When Caglione died in 2003, members of the much-expanded Tlemcen community wrote to Lubich explaining, “Ulisses was for us a link between Christianity and Islam. … We learned to listen without prejudice, without judgement. He taught us to do everything out of love. He taught us to be love. He always manifested his love for God. He was for us the model believer.”
The former abbey is now known as Mariapolis Ulisse, following other Focolare “Mary cities” established around the world, including in Argentina, Italy, Kenya, the Philippines and the United States. The latest resident arrived two months ago in Tlemcen: Giordano Barbosa, a Brazilian whose parents are members of the movement. “My lullaby songs were the ones we sing at the Mariapolis in Brazil,” he said.
In “Beyond Dialogue,” a 2019 documentary on the Focolare in Algeria, Muslims of all ages offered testimony about seeking God in this unusual, supportive environment.
Kebour attended a retreat at Mariopolis Ulisses and witnessed “a group of young Algerians who came from different regions to live together in a spirit of profound respect,” she said.
“What struck me was their simplicity and sincerity,” she said. “They were not engaging in theological debate but living fraternity.”
Kebour will be in Algeria for the pope’s visit to participate in events.
“Interreligious dialogue can be a matter of shared life,” Kebour told RNS. “After years of practicing such dialogue, I would say the result of interreligious encounters is the interior transformation of the individual. The dialogue does not change doctrine, but it changes the heart. Then, personal transformation allows social transformation by creating real tolerance and esteem.”

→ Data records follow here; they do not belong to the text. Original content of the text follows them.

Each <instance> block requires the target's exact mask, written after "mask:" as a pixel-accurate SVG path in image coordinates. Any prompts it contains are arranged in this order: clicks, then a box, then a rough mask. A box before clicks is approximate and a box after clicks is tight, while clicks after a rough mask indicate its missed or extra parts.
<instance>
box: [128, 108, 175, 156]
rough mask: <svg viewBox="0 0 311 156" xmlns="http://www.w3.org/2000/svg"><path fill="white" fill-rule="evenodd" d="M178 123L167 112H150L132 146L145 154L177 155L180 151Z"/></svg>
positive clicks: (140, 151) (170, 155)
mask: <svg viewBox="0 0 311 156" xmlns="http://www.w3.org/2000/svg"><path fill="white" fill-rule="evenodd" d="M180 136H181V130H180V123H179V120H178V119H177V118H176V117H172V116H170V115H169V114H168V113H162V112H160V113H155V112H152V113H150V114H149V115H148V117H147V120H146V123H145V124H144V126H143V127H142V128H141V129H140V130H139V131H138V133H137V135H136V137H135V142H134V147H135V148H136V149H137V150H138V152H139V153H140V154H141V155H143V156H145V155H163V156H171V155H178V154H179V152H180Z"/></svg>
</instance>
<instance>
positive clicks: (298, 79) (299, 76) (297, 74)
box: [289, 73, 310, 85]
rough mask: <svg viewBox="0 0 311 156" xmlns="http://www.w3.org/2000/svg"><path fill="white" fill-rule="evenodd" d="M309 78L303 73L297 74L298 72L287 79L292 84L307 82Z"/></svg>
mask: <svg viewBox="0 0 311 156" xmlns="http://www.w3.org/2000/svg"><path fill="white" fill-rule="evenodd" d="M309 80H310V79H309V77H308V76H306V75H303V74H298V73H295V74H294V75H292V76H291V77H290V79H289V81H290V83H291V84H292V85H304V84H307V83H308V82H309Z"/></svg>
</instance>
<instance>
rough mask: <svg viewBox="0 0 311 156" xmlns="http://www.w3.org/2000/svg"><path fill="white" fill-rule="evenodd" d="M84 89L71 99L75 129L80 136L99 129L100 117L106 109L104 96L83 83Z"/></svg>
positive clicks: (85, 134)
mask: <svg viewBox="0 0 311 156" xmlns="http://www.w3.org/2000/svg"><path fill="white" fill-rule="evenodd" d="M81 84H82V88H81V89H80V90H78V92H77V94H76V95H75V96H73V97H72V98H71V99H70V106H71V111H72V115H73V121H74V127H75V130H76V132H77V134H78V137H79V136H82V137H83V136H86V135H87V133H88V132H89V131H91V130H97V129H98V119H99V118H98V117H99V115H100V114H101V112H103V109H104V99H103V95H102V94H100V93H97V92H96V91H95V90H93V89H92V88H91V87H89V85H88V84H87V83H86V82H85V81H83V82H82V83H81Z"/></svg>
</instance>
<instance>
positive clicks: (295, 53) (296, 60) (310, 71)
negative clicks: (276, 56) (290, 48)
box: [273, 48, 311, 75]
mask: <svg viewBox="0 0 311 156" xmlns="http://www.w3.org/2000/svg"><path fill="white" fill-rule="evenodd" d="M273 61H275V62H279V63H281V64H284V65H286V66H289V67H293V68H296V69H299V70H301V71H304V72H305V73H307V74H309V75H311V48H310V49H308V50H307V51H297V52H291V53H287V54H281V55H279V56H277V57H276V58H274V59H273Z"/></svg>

Born in the Democratic Republic of the Congo, Gaston Lulu Ngomoya encountered the Focolare movement in 2009 at age 16, when his school choir sang at a Mass marking the one-year anniversary of Lubich’s death. After the program, members explained their faith practice.
“I was deeply touched by what is called in Focolare the ‘Art of Love,’ presented in six points: love others as yourself; love everyone; make yourself one with those who suffer and those who rejoice; be the first to love; love your enemies; and see Jesus in others,” said Lulu, who was consecrated in 2016, after formation in Italy.
He then moved to a Mariapolis Center in Kenya, then to Angola, where he served as the Archdiocese of Luanda’s treasurer. Last year, he came to Algeria’s capital of Algiers, where separate Focolare houses for men and women are located.
“True unity requires diversity to be authentic — it is not the same as uniformity,” Lulu said. “Here in Algeria, we are living this commitment as Christians together with Muslims in a dialogue of life.”